Auch am nächsten Morgen liegt der Kopfschmerz schwer wie Blei auf mir. Ich trinke Wasser und Tee, versuche mich an einem Brötchen, doch die Übelkeit sagt nein dazu. Als es hinab geht, fühle ich mich schuldig. Diese wunderschöne Hütte, dieses unendliche Weiß! Und all das konnte ich nicht richtig genießen, nur weil mein Körper anscheinend eine kleine Höhen-Mimose ist? Aber, ganz ehrlich, was nützt es sich zu ärgern… Jede Geschichte ist eine gute Geschichte, wenn sie von Herzen erzählt wird. Ich habe hier auf dem Schnalstaler Gleicher etwas Neues über mich gelernt und werde mir beim nächsten Mal mehr Zeit geben, mich an die Höhe zu gewöhnen.
Der Lift mit dem wir eigentlich zurück wollten, hat aufgrund eines Schneesturms geschlossen und so haben wir das unendliche Glück mit dem Schneemobil ein gutes Stück bergab gebracht zu werden. Was für ein Abenteuer zum Schluss, bei dem ich jedoch die Kamera im Rucksack lasse um sie vor dem Schnee zu schützen! Die Freude über die Geschwindigkeit des Schneemobils und die Erleichterung, die Kopfschmerzen langsam schwinden zu spüren, mischen sich mit tiefen Atemzügen. Als die Fahrt endet sehe ich mich um und freue mich ein letztes Mal ganz still an dem unendlichen weiß der Gegend.
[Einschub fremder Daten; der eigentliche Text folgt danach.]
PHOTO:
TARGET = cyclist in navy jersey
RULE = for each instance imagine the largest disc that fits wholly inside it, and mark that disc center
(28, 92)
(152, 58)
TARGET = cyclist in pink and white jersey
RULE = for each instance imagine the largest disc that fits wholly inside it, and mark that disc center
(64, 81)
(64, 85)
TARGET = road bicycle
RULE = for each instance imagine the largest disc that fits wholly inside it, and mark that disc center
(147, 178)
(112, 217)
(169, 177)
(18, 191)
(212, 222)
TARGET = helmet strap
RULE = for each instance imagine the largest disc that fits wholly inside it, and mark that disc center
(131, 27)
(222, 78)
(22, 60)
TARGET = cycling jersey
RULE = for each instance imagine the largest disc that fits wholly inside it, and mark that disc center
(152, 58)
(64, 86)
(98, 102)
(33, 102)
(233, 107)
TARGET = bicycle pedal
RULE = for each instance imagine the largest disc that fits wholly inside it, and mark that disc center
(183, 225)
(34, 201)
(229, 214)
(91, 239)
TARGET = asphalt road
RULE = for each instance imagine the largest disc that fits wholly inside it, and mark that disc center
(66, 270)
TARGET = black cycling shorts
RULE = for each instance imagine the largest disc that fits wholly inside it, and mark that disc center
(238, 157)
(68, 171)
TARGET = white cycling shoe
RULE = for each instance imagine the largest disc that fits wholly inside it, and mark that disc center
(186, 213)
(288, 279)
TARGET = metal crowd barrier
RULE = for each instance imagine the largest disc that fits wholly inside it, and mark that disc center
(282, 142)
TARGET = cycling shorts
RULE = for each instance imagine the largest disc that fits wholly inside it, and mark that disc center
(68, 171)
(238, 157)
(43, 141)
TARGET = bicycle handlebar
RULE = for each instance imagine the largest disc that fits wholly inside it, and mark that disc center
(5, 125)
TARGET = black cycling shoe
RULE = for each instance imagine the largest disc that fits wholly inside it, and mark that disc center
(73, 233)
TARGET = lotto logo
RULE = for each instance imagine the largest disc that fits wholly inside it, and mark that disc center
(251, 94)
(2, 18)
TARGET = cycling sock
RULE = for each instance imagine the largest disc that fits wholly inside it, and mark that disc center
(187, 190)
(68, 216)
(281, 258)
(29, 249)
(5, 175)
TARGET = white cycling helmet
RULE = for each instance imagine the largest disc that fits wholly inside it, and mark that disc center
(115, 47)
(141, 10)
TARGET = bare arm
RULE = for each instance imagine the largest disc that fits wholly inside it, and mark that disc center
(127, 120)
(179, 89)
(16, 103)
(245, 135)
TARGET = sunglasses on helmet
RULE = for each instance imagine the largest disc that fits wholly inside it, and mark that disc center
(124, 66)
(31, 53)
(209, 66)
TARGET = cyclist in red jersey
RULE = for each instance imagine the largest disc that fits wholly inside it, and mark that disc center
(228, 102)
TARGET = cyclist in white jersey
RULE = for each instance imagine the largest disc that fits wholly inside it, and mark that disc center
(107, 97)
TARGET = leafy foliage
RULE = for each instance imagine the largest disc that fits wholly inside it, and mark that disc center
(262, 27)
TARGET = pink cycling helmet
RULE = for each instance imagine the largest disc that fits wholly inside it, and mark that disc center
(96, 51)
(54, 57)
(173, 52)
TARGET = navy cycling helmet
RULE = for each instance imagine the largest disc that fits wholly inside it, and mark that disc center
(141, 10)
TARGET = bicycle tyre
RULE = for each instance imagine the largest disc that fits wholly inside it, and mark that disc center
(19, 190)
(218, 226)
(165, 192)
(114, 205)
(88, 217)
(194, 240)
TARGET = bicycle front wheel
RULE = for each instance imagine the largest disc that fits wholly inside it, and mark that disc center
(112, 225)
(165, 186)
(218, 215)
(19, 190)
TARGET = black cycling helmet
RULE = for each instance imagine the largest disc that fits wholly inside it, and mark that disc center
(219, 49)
Die letzte halbe Stunde liegt in Form einer steilen Piste vor uns und meine gute Laune gewinnt endlich wieder die Oberhand. Halb stolpernd, halb auf dem Po rutschend nähern wir uns der Talstation und ich weiß – wenn ich das nächste Mal ins Schnalstal komme, dann nehme ich mir in ruhe Zeit mich vorher mit der Höhe zu akklimatisieren um alles wirklich genießen zu können.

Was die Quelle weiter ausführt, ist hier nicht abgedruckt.